## Sunday, December 13, 2009

### Why moving clocks run slow

The slowing of moving clocks ("time dilation") is one of the most famous results of Einstein's Special Theory of Relativity. Because it relates to time, it sounds very arcane and mysterious, but in truth it is very easy to get a concrete picture of how it happens.

This is because someone invented the wonderful example of the "light clock". I will first go over this example, and then explain why the same mechanism also applies to more normal clocks (not to mention every other physical process, e.g. aging).

Fig. 1
Light clock at rest.

Figure 1 shows a light clock sitting still with respect to us. The clock consists of two mirrors between which a light beam bounces back and forth. A counter counts the bounces, allowing us to measure time. I'm not sure whether such a clock has been built, but it's certainly possible in principle.

Fig. 2
Light clock in motion (aboard a fast-moving spacecraft).

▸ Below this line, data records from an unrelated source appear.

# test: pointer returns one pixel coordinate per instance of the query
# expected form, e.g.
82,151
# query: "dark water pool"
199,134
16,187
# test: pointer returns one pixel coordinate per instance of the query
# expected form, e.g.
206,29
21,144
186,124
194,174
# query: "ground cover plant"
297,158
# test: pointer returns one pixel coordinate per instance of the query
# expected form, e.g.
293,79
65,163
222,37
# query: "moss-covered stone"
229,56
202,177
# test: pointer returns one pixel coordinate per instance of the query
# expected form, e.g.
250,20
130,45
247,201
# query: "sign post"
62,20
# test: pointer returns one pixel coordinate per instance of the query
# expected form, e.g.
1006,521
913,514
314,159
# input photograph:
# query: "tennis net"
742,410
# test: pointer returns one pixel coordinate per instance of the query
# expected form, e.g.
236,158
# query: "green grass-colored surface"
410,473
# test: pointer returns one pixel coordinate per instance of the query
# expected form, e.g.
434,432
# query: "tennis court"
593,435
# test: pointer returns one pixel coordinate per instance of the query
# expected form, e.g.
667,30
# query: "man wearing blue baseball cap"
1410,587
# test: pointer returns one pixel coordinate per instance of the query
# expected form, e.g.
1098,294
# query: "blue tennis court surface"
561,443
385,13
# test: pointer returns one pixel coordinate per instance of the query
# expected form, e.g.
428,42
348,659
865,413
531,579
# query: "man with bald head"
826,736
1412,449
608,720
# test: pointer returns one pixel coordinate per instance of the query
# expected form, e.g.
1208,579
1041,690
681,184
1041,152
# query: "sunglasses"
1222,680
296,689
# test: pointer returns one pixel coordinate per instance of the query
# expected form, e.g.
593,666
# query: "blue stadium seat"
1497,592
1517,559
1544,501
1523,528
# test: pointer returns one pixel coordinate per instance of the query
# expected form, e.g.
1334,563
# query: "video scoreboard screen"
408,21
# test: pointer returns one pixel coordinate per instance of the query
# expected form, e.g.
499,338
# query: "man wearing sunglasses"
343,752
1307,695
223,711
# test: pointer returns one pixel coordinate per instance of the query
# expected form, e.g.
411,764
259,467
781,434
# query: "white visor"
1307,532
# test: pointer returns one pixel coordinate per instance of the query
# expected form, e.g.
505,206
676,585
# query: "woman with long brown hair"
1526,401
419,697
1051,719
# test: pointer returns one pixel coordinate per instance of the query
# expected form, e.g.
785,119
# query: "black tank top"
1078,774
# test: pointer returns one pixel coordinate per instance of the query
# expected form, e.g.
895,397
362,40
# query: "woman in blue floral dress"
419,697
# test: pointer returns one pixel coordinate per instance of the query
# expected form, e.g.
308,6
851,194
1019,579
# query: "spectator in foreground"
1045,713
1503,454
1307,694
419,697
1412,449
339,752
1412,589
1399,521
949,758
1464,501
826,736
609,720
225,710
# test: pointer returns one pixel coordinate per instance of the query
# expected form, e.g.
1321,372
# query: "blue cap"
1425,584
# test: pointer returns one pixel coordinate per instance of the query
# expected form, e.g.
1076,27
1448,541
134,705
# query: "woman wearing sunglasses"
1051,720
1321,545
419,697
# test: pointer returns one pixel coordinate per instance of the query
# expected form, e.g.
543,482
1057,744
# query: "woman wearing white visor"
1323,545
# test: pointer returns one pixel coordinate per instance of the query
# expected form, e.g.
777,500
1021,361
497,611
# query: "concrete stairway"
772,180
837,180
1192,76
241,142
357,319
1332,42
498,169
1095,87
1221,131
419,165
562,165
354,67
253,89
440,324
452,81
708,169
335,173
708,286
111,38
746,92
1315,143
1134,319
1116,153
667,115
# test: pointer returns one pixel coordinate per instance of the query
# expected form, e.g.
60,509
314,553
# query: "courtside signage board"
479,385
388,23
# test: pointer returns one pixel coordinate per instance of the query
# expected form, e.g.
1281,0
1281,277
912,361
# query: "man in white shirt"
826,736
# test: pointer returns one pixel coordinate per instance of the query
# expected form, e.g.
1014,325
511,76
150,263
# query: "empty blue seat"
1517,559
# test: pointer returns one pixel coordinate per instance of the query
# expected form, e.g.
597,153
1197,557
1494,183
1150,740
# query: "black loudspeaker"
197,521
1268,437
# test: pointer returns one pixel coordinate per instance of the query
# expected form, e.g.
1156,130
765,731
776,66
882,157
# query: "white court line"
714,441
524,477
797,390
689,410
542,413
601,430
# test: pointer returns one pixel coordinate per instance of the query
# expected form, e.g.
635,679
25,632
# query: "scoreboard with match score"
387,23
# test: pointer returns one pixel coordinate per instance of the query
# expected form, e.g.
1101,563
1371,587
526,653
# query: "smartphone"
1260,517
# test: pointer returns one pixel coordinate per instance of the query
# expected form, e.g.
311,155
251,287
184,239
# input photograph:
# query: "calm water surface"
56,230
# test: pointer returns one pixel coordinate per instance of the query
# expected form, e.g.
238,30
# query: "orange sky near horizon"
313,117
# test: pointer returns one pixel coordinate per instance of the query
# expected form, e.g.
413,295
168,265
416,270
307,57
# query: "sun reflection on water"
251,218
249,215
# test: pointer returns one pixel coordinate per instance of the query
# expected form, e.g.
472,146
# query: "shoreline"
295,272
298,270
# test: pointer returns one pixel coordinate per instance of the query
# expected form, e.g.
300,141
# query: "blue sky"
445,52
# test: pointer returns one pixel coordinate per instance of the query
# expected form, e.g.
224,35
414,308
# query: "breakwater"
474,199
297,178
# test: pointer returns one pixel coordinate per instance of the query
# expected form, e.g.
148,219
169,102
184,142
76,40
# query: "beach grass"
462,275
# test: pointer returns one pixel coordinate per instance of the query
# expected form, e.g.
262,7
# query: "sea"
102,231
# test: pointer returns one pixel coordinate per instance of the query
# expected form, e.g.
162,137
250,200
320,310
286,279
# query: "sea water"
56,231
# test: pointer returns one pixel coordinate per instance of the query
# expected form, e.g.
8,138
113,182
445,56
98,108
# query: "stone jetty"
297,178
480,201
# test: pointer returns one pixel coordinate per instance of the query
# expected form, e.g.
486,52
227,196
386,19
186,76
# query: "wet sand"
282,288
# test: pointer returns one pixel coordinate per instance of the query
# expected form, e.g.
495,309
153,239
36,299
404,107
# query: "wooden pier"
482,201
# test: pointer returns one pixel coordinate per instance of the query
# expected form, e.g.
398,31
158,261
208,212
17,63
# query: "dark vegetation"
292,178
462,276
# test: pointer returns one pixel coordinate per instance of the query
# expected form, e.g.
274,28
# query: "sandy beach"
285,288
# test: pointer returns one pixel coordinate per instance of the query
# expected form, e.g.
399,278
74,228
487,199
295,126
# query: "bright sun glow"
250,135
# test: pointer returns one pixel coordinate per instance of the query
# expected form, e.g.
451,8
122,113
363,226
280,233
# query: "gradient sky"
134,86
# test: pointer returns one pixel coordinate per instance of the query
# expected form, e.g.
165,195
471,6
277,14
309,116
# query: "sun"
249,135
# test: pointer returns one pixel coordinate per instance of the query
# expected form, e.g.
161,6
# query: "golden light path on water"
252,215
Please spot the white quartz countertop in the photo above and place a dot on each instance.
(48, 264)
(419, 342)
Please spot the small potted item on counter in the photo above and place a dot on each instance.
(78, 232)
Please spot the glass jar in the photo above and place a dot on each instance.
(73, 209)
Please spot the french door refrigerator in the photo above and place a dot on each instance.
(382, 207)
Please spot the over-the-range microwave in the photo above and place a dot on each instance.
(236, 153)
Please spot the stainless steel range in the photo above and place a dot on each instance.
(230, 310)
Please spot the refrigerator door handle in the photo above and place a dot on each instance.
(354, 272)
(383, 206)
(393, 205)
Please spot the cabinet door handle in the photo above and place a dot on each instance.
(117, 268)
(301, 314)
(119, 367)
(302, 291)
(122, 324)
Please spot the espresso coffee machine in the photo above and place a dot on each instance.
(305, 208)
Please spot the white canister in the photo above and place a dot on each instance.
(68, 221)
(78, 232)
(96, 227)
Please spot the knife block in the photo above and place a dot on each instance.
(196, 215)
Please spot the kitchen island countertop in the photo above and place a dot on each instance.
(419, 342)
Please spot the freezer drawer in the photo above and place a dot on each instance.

Figure 2 shows a light clock flying past us aboard a spaceship. The light still bounces back and forth between the mirrors, but what we see now is that it takes a longer path than it did before, because the mirrors keep moving. Since the light still moves with its accustomed speed (denoted "c"), each bounce takes longer. It's actually easy to compute the exact factor of slowing using this picture; see the Wikipedia article.

So the moving light clock slows down because the light beam has trouble catching up to the mirrors it is bouncing between. The main ingredient that creates this result is that the speed of light doesn't depend on the thing that emitted it; light, unlike a tennis ball, doesn't move any faster after bouncing off of a moving mirror.

And why is this? It is because light is a wave, and the speed of a wave depends on its medium, not on the emitter. Think of a boat: its wake moves at the same speed regardless how fast the boat was moving.

The great revolution of 19th century physics was Maxwell's wave theory of light, and it is from this that Relativity directly sprang. Currently all of our theories of physics are wave theories and therefore they all embody similar Relativistic effects; indeed, their mathematics is matched up such that they all embody the exact same effects.

Finally let's consider more "normal" clocks, like ticking mechanical clocks or digital clocks. These clocks are really just light clocks in disguise, because they work using electrical forces, and electrical forces are carried by the electromagnetic field, the same field whose vibrations we call light. Mechanical clocks consist of atoms which are bound together by electrical forces, while digital clocks consist of electrons being shunted around by various electrical forces.

A normal clock is basically the same as a light clock but with a many, many mirrors. Each atom is like a mirror, and the electrical forces between them are like the light wave bouncing in the light clock. If the clock is moving rapidly, the forces between the atoms are transmitted more slowly, causing the operation of the whole clock to slow down.

Obviously there is much more that should be said here. For one thing, there are processes that don't involve light at all, e.g. those mediated by the strong or weak force, but as pointed out above these forces are also waves sharing the same basic properties which cause the light clock to slow down.

And one should really discuss the "paradoxical" symmetry of the time dilation: each observer sees the other's clock running slow. It seems impossible, but that's obviously how the light clocks behave, so it can't really be a paradox - and it isn't. But I have to leave it there.